The country's real gross domestic product (GDP) is likely to expand by 11 per cent in the next financial year due to a faster economic recovery and on a low base, says a report. The report by domestic rating agency Brickwork Ratings said economic activities are slowly reaching pre-COVID levels following the relaxation of the lockdown, except in sectors that remain affected by social distancing norms.
With progress in developing an effective vaccine for COVID-19 and signals of faster-than-expected recovery in the domestic economy, and also supported by a low base, we expect the real GDP to grow at 11 per cent in FY22, from the estimated contraction of 7 per cent to 7.5 per cent in FY21, the agency said. According to the first advance estimates of national income released by the National Statistical Office (NSO), the country's GDP is estimated to contract by a record 7.7 per cent during the current financial year.

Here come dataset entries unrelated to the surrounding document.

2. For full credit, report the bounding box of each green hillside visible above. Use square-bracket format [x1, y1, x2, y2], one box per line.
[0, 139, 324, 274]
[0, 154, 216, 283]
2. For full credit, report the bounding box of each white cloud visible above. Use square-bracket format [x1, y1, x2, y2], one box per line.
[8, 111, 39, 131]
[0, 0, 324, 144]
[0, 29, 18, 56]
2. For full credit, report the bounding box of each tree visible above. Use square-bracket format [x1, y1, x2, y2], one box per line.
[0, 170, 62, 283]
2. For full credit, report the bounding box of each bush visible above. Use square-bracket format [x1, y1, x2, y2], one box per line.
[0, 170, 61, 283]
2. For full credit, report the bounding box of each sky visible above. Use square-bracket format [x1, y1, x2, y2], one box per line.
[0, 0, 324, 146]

The report said the economy is likely to witness positive growth in H2FY21, though some sectors will continue to record staggered recovery due to social distancing norms. Revival in sectors that fall under discretionary spending is likely to be delayed as the economy is still under the grasp of the pandemic, it said. Nevertheless, the outlook for next fiscal has improved with the progress in developing the vaccines, the report said. It said the agricultural sector may continue with stable growth momentum in the next fiscal also at around 3.5 per cent, but these projections are largely based on normal monsoons and the effective implementation of farm reforms. The agency expects the industrial sector to grow at 11.5 per cent and services sector to rise by 11 to 12 per cent in the next financial year.